Вечера я обыкновенно проводил в театре -- театр был, так сказать, моим клубом. Как раз в этот год я получил постоянное место в так называемом "придворном паркете", отделявшемся от остальной части партера железной палкой. По существовавшим тогда правилам каждый драматург, поставивший на сцене королевского театра хоть одну пьесу, получал бесплатное место в партере; две пьесы давали ему право на место во "втором паркете", а три -- в "первом придворном" (Партер датского королевского театра делится на три части: заднюю -- собственно партер, среднюю -- второй паркет и ближайшую к сцене -- придворный паркет. -- Примеч. перев.). Дело шло, разумеется, о так называемых "вечерних" пьесах, то есть о таких, которые занимали весь вечер, маленьких же требовалось больше -- столько, чтобы они в совокупности также могли занять три полных вечерних представления. Автору, удовлетворявшему таким условиям, открывался доступ в придворный паркет, где по повелению короля были отведены места его придворным кавалерам, дипломатам и первым сановникам государства. Рассказывают, что одному актеру-драматургу, получившему место в придворном паркете, сказали: "Ну вот, теперь вам открыт вход туда, но держите себя скромно -- там сидит все знать!" Теперь и я удостоился этой чести, получил право сидеть рядом с Торвальдсеном, Вейзе, Эленшлегером и другими. Торвальдсен обыкновенно просил меня садиться рядом с ним, чтобы беседовать с ним и объяснять ему все непонятное; я и занимал соседнее с ним кресло во все последние годы его жизни. Эленшлегер также часто бывал моим соседом, и много раз (вряд ли кто и подозревал об этом!) душа моя исполнялась благочестивого смирения; я перебирал в уме разные периоды моей жизни с того времени, когда я еще сидел на самой последней скамейке в ложе фигуранток, в третьем ярусе, когда преклонял колена посреди пустой и темной сцены и читал "Отче наш", до настоящего, когда я сижу между первыми людьми страны! А земляки-то мои, пожалуй, думали: "Вот сидит себе рядом с двумя гениями и важничает!" Пусть увидят из этой моей исповеди, как неверно они судили обо мне! Я был полон смирения и воссылал Богу горячие молитвы, прося Его даровать мне силы заслужить свое счастье. И пошли мне Бог навсегда сохранить такие чувства! Я каждый вечер видел здесь Торвальдсена и Эленшлегера, оба дарили меня своей дружбой, оба сияли крупнейшими звездами на северном небосклоне и так как оба имели на меня такое сильное влияние, то я и поговорю о них поподробнее.
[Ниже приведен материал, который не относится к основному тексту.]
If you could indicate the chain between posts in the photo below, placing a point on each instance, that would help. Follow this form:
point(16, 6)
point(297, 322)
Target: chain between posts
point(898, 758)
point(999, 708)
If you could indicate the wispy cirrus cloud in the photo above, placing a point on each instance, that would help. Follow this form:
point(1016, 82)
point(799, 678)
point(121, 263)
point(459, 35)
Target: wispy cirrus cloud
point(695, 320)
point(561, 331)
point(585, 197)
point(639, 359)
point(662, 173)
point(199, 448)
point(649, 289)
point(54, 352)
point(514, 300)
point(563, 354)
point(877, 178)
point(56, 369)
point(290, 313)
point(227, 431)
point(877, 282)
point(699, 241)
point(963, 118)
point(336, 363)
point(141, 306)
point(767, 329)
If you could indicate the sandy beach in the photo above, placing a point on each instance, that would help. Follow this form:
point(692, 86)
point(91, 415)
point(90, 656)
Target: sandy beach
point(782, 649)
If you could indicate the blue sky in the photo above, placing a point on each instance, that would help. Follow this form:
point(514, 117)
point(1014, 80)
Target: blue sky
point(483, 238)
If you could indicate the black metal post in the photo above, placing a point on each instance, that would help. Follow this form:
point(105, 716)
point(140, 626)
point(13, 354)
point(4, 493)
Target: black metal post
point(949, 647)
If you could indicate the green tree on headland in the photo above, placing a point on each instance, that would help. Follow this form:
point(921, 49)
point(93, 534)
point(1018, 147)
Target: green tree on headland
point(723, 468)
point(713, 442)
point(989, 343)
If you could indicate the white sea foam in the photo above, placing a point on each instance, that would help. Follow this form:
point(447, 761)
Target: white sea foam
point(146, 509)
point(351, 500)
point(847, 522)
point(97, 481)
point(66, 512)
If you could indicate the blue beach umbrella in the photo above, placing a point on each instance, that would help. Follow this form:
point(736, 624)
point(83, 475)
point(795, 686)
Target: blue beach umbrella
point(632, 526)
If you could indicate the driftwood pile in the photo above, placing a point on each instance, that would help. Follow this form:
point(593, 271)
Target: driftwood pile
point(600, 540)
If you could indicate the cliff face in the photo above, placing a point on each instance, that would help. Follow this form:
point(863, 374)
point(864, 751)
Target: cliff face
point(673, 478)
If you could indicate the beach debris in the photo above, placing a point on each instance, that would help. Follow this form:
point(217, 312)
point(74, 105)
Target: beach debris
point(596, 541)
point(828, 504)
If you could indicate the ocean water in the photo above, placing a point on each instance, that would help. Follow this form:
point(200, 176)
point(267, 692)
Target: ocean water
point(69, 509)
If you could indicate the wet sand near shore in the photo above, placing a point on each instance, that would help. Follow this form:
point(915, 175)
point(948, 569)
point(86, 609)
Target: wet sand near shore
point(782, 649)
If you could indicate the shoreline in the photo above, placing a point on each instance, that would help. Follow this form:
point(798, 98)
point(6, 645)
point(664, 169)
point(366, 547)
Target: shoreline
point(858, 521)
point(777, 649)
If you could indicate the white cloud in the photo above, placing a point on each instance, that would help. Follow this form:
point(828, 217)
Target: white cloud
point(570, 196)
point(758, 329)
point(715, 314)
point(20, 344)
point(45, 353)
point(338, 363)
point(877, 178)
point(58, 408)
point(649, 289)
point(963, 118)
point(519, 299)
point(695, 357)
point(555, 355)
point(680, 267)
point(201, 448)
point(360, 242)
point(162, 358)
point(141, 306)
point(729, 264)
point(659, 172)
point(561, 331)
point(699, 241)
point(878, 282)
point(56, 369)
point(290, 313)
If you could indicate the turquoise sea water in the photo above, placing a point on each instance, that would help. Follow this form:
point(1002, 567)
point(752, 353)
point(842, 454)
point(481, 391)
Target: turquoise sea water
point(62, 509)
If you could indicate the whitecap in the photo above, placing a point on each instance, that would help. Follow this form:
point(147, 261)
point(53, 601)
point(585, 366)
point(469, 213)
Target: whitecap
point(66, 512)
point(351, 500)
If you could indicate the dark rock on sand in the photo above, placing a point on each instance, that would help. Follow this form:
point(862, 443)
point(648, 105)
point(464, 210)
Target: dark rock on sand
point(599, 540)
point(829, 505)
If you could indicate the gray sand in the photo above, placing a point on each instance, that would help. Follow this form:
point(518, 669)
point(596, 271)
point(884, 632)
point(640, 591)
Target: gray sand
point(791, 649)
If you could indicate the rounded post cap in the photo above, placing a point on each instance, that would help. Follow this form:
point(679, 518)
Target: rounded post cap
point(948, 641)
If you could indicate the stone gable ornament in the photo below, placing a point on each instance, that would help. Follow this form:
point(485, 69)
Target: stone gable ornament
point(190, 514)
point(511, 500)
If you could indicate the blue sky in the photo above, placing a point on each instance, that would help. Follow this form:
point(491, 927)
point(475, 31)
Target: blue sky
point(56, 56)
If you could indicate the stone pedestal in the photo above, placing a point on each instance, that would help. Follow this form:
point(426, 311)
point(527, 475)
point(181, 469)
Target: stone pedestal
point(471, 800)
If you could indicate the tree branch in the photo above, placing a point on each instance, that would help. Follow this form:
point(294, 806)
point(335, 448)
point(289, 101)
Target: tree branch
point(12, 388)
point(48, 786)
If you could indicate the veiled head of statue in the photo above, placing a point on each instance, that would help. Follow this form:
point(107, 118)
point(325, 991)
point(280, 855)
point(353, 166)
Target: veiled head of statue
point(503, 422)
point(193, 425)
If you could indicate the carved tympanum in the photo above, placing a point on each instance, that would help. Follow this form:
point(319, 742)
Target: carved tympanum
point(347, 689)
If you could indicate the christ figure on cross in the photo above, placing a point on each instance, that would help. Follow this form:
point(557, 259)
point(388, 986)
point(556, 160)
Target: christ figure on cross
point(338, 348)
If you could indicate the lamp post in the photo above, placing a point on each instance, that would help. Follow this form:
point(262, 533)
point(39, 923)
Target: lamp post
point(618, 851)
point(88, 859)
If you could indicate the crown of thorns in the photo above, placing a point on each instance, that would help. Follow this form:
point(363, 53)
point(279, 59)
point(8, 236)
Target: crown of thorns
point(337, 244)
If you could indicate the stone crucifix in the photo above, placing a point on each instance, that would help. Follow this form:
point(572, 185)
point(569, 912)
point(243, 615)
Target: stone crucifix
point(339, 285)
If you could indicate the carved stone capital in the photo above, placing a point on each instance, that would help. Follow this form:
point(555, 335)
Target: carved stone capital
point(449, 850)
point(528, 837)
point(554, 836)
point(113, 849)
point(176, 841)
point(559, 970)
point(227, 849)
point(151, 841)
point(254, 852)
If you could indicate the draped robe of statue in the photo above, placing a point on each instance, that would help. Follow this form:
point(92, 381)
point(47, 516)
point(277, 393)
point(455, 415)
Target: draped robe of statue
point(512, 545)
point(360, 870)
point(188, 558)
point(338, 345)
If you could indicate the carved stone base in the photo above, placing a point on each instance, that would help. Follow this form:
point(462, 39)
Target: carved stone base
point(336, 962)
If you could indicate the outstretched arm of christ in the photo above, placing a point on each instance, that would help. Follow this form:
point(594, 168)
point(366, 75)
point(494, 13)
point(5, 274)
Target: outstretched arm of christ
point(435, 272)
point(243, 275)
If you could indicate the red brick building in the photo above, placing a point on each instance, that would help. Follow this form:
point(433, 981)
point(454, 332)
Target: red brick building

В Эленшлегере было что-то такое открытое, детски-привлекательное -- разумеется, когда он бывал в дружеском кружке, а не в большом обществе -- там он был тих и больше держался в стороне. Значение Эленшлегера для Дании, для всего Севера уже известно. Он был истинный, природный и вечно юный поэт и даже в старости превосходил богатством своего творчества всех молодых. С истинно дружеским участием прислушивался он к первым звукам моей лиры и, если в течение долгого времени никогда и не высказывался в мою пользу с особенным жаром, то все же горячо возражал против несправедливых и безжалостных нападок на меня со стороны критики. Однажды он нашел меня сильно расстроенным от чересчур строгого и жесткого обращения со мной, крепко обнял меня и сказал: "Не обращайте внимания на этих крикунов! Говорю вам -- вы истинный поэт!" Затем он высказал свое мнение о родной поэзии, ее представителях и критиках и, наконец, обо мне самом. Он сердечно и искренно оценил поэта-сказочника и, слушая однажды чей-то строгий отзыв обо мне по поводу моих "орфографических грешков", горячо воскликнул: "Ну и пусть их! Это присущие ему характерные мелочи! Не в них же суть! Экие грехи, подумаешь! Да Гете раз показали в одном из его произведений такую ошибочку, а он что сказал? -- "Пусть ее останется, каналья!" -- и не захотел даже исправить ее". Позже я еще вернусь к личности Эленшлегера и нашему знакомству в последние годы его жизни, когда мы сошлись еще ближе. Автор моей биографии, помещенной в "Датском Пантеоне", нашел во мне и Эленшлегере одну родственную черту. Вот что он говорил в предисловии:
"В наши дни все реже и реже бывает, что художник или поэт выступает на свое поприще единственно в силу непреодолимого природного влечения, чаще их наталкивает на него судьба или обстоятельства. И в творчестве большинства наших поэтов сказывается скорее раннее знакомство со страстями, ранние душевные треволнения или чисто внешние побуждения, нежели первобытное природное призвание. Представителями последнего можно с уверенностью назвать почти только двух: Эленшлегера и Андерсена. И только этим и можно объяснить себе тот факт, что первый так часто являлся у себя на родине предметом критических нападок, а последний был признан прежде всего за границей, где цивилизация старше, и у людей уже отбит вкус к школьной дрессировке и развито обратное стремление к первобытной естественной свежести, тогда как мы, датчане, все еще благочестиво преклоняемся перед унаследованным от предков ярмом школы и перед отжившей отвлеченной мудростью".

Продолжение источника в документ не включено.